Video still from Helen Cammock’s The Long Note (2018) at the 2020 Turner Prize exhibition (photograph by David Levene, courtesy Turner Contemporary and the artist)

But this is not the first time the Turner Prize awards will be unconventionally distributed. Last year, the four nominees decided to share the £40,000 prize money prize equally amongst themselves, penning a letter to the judges that emphasized the political content of each artist’s oeuvre and argued that “it would feel problematic if they were pitted against each other.” Months prior, the 2019 prize had been mired in controversy when it was revealed that the award’s lead sponsor, the Scottish transportation company Stagecoach, was involved in decades-long campaign against the LGBTQ community; the organizers of the Turner Prize decided to drop the sponsorship a day after it was announced.

The recipients of the “Turner Bursaries,” as the 2020 one-time grants will be known, will be selected by the Turner Prize jury and announced by the end of June. This year’s jurors include Richard Birkett, curator at large at London’s Institute of Contemporary Arts; Sarah Munro, director of the BALTIC Centre for Contemporary Art; Fatoş Üstek, director of the Liverpool Biennial; and designer and curator Duro Olowu.

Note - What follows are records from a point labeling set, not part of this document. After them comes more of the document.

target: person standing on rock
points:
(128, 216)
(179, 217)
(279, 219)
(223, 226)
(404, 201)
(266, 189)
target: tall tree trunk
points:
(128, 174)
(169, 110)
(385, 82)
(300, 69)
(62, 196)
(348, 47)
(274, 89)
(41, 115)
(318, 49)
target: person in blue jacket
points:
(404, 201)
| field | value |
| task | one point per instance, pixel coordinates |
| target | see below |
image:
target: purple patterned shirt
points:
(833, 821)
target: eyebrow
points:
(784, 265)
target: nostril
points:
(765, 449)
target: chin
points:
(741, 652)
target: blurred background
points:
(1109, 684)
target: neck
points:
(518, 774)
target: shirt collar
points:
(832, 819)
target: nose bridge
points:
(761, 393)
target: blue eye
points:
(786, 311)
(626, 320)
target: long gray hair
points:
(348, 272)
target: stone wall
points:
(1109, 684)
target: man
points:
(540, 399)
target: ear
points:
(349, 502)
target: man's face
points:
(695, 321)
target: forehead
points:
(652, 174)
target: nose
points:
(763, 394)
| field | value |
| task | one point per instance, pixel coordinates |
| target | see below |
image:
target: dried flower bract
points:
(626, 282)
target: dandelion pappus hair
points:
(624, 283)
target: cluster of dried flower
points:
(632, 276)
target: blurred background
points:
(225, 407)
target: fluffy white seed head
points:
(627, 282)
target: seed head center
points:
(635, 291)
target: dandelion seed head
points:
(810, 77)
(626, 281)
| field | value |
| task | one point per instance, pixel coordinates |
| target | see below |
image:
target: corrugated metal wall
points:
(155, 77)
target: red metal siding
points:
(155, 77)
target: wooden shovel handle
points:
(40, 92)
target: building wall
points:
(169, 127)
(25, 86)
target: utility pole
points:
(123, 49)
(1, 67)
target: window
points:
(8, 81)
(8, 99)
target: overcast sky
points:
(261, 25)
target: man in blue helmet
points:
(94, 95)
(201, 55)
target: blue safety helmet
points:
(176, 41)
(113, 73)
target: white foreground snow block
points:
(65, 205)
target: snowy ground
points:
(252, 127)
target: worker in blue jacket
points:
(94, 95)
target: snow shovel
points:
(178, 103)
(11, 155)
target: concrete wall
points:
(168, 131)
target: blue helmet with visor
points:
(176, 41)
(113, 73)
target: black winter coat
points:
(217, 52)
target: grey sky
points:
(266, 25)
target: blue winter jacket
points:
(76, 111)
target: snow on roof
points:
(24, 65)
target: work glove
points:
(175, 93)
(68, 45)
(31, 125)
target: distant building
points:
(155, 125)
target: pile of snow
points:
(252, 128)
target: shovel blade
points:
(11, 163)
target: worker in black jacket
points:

The Tate museums’ recent statement confirms that the award and exhibition will return in 2021.

“Gallery closures and social distancing measures are vitally important, but they are also causing huge disruption to the lives and livelihoods of artists,” said Alex Farquharson, director of Tate Britain and chair of the Turner Prize jury, in the press release. “The practicalities of organising a Turner Prize exhibition are impossible in the current circumstances, so we have decided to help support even more artists during this exceptionally difficult time.”